Over the last couple of years conditions, from a webmasters point-of-view, have deteriorated to the point where I personally have become indifferent about the ODP and no longer consider it of any real value to SEO. My opinion is based on these simple facts:
- I have not successfully achieved a new listing in DMOZ for at least 2 years
- Their database is full of dead and out-dated links* and there is no way to report a link to an editor
- None of the volunteer editors I have tried to contact have responded to any enquiries
- For over two years I have tried (unsuccessfully) to have an inaccurate site description updated
- The domains that I do have listed in the ODP receive little to no traffic from them anymore.
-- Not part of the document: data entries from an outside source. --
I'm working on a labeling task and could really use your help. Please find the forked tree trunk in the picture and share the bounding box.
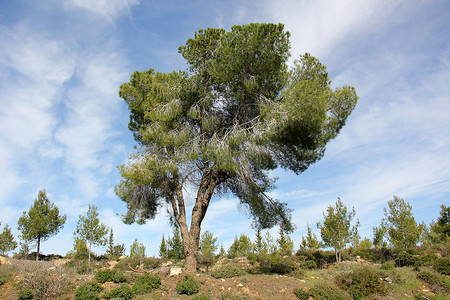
[171,168,218,273]
[178,217,201,273]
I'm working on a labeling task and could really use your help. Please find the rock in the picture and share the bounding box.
[0,256,11,265]
[169,267,183,276]
[107,261,118,270]
[101,282,120,292]
[237,283,244,288]
[161,261,173,267]
[53,259,70,266]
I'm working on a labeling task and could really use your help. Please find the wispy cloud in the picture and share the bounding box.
[264,0,404,59]
[62,0,140,22]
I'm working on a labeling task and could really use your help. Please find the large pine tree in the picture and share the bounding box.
[116,23,358,271]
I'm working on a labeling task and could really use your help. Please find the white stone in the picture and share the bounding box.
[169,266,183,276]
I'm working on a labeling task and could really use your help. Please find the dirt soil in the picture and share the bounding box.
[157,272,307,299]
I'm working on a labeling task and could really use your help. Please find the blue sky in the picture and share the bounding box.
[0,0,449,256]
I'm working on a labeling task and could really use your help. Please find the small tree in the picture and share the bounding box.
[218,244,226,257]
[372,226,387,248]
[106,228,126,259]
[18,189,66,261]
[75,204,109,265]
[277,227,294,256]
[353,237,373,250]
[427,205,449,245]
[381,196,422,249]
[130,238,146,265]
[159,234,168,258]
[254,227,263,254]
[0,223,17,255]
[317,198,359,263]
[68,237,90,260]
[18,242,30,255]
[167,226,184,260]
[228,234,253,257]
[199,231,218,268]
[300,223,322,252]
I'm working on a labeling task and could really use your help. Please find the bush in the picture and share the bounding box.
[309,280,351,300]
[299,260,317,270]
[94,269,126,284]
[259,254,297,274]
[336,266,388,299]
[211,264,245,278]
[19,265,74,299]
[371,247,396,263]
[288,268,306,279]
[18,289,34,300]
[293,288,310,299]
[417,269,450,293]
[132,273,161,295]
[433,257,450,275]
[311,251,336,268]
[381,261,395,270]
[0,274,10,286]
[75,285,98,300]
[113,257,161,272]
[176,275,200,295]
[103,284,134,299]
[395,251,422,267]
[88,282,103,293]
[268,257,296,274]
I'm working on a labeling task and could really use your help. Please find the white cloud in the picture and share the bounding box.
[265,0,404,59]
[63,0,140,21]
[0,26,75,151]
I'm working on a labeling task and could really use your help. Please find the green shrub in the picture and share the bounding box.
[132,273,161,295]
[371,247,396,263]
[395,251,422,267]
[113,257,161,272]
[381,261,395,270]
[75,285,98,300]
[176,275,200,295]
[309,280,351,300]
[288,268,306,279]
[18,289,34,300]
[103,284,134,299]
[299,260,317,270]
[211,264,245,278]
[417,269,450,293]
[260,254,296,274]
[311,251,336,268]
[433,257,450,275]
[268,258,296,274]
[0,274,10,286]
[336,266,388,299]
[293,288,310,300]
[88,282,103,293]
[94,269,126,284]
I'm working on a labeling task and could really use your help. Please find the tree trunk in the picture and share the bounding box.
[36,236,41,261]
[178,218,201,273]
[88,242,91,266]
[170,167,218,273]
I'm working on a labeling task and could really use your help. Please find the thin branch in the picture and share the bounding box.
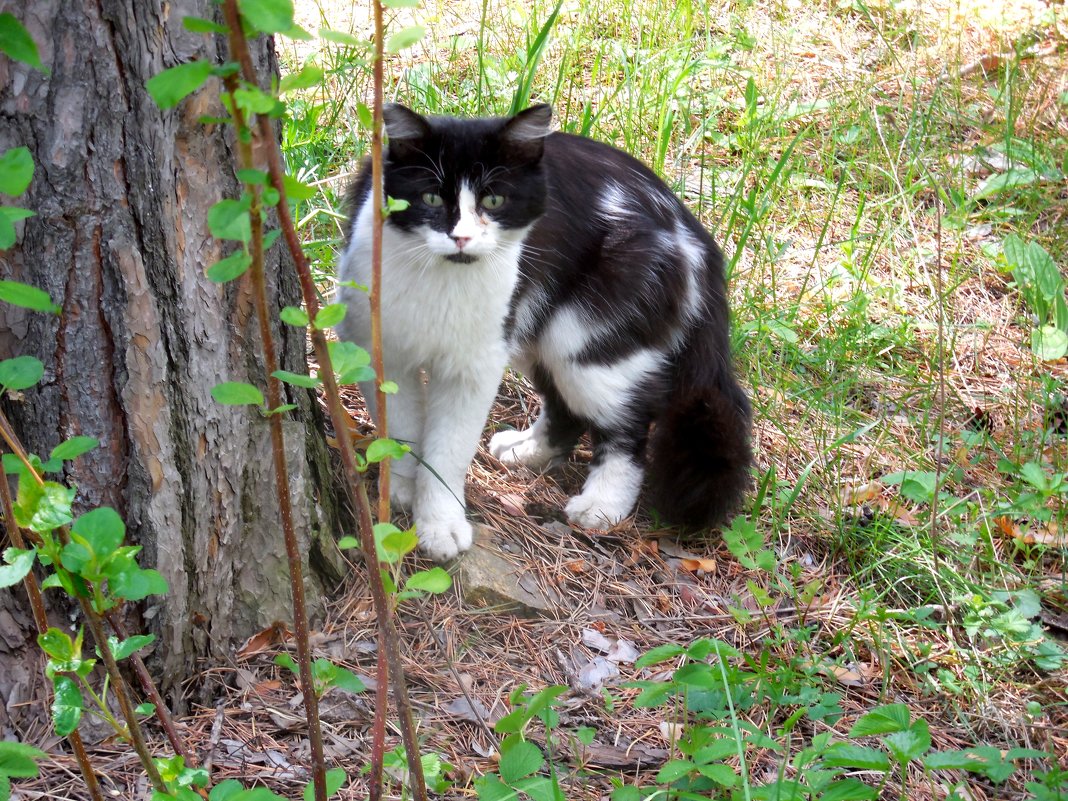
[218,5,428,797]
[0,455,105,801]
[216,17,330,795]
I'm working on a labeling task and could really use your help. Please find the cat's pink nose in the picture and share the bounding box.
[451,236,471,250]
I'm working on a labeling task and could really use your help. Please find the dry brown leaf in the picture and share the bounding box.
[565,559,589,574]
[1029,522,1068,547]
[842,481,880,505]
[237,621,291,660]
[679,557,718,574]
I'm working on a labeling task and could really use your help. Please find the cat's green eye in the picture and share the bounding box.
[422,192,444,207]
[480,194,506,210]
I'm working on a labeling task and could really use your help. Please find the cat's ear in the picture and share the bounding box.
[383,103,431,158]
[501,104,553,160]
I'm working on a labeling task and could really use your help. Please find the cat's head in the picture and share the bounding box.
[381,104,552,263]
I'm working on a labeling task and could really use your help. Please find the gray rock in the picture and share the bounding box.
[453,527,562,617]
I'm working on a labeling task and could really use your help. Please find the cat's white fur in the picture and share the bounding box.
[337,181,530,561]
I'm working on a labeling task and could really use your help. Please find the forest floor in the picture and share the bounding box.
[19,0,1068,799]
Of the last 23,000 unique hits, 5 came from Dmoz.
- The Google (ODP Clone) Directory continues to exist, but they have removed the link from their front page and buried it
- My employers website currently has a Google Page Rank of 6, despite not being listed in the ODP
The big question becomes “should you still submit your site to the ODP?”
My answer is “Why Not?”. Until it completely disappears, it takes only a few minutes to submit a listing, and you might actually be successful somewhere in the future. If you succeed in getting listed it might actually have some minor impact on your over-all marketing and search traffic, but don’t expect a miracle.
I certainly wouldn’t lose sleep trying to get into DMOZ and there are other options that can delivery the same incoming link result, with far more certainty.
The Yahoo directory is seen by most search engines, including Google, as an indicator of the value of your site. This is simply based on the your willingness to pay the $299 they charge annually to be “considered”.
Another directory worth submitting to is the venerable old “Best Of The Web”, which has been operating since 1994, making it the oldest directory on the web. The cost is either $99/year, or a one-time $249 fee; again this is to be “considered”, with no guarantee of being listed and no refunds.
Will you receive much traffic from either Yahoo or BOTW? Probably not, but the value and ROI of the incoming link will need to be measured longer-term as you monitor your Google Page Rank, and your over-all performance in the search results. For any serious commercial website $400 to submit for 1 year is peanuts given the potential positive impact. If you get listed and don’t feel there was a return for your dollars, simply don’t renew the following year.
The world has changed and my belief is that static web directories have been largely left behind. Surfers want Current and Now, not “reviewed 5 years ago and possibly still there”. Outside of Google, active, dynamic social sites such as Digg and StumbleUpon have become just as important as directories for fresh traffic.
Surfers also thirst for information beyond the 1-2 vague description lines that most directories provide. Wikipedia has exploded as a result of this changing demand. Type in almost any generic term in Google (try soccer) and the first result will most likely be from Wikipedia.
To summarize, Time-Warner (AOL) derives absolutely no visible revenue from the Open Directory Project. I believe the time has come (and maybe gone) to sell the ODP to someone interested in moving it forward and making it relevant again. The entire volunteer editor model needs to go. It has simply created a world of little kingdoms ruled by a small group of dictators.
If that’s not going to happen then I would like to see Google, who gives the ODP it’s only real legitimacy, and which still places some value on a Dmoz listing, end their relationship and make it clear to everyone that ODP is no longer a valuable resource.
While building their present database Google used and needed the Open Directory as a back-up source of search results. Now I think the ODP desperately needs Google for it’s very survival.
*My statement about the number of out-dated and dead links comes from my first-hand experience testing an excerpt of their database. I exported 6000 links into software on my own server and then ran an internal crawler, which identified 1235 of those links as dead or redirecting.